Sobre descargas ilegales

Hay mucho follón y griterío sobre piratas y delincuentes contra la propiedad intelectual y convendría no pasar por alto alguna que otra enormidad. El derecho de propiedad intelectual es un derecho que hay que definir con sumo cuidado porque, por definición, la propiedad intelectual, a diferencia de cualquier otro tipo de propiedad, tiene dos características fundamentales; en primer lugar no existiría si no se pudiese compartir de alguna manera el bien que supuestamente protege, de forma que el autor está siempre bordeando una especie de descapitalización cuando da a conocer su obra y, a su vez, no puede obtener nada de ella mientras no la haga pública; en segundo lugar, por tanto, la propiedad intelectual es un concepto que protege, sobre todo, la autoría moral del creador, pero que no puede extenderse sin mucho cuidado y sin que medien disposiciones legales precisas a las copias o ejemplares que reflejen el contenido de su obra porque aunque otros posean a su modo su propiedad (lean su libro, escuchen su música), eso no le priva de ella. Se trata pues de una propiedad muy sui generis.

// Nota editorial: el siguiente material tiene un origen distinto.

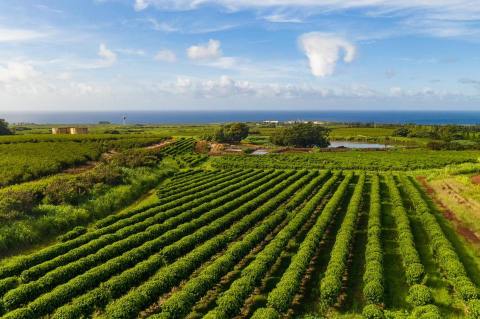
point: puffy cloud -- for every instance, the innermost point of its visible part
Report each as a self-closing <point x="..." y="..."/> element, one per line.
<point x="16" y="71"/>
<point x="19" y="35"/>
<point x="166" y="56"/>
<point x="207" y="51"/>
<point x="140" y="5"/>
<point x="281" y="18"/>
<point x="108" y="57"/>
<point x="324" y="50"/>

No hay forma de establecer una norma general que regule precisamente este peculiar derecho y que sea inmediatamente aplicable a todo tipo de creaciones. Por ejemplo, sería absurdo que un pintor pretendiese cobrar una tasa a cada uno de los que ven un cuadro suyo previamente vendido, pero eso es, precisamente, lo que pretenden, y frecuentemente consiguen, los músicos y las entidades que gestionan sus derechos. La cuestión es que los músicos y los cineastas se han organizado muy bien (no así los escritores ni los pintores, por ejemplo) y ahora se encuentran con que los cambios de la era digital les privan de algunos ingresos porque está cambiando completamente el funcionamiento del mercado. Es explicable que pretendan combatir formas supuestas de abuso (las ventas de las llamadas copias pirata de sus CD o DVD, por ejemplo), pero no lo es tanto que pretendan colar esas restricciones de rondón en una ley que nada tiene que ver, ni en su enunciado ni en sus intenciones, con esa clase de derechos.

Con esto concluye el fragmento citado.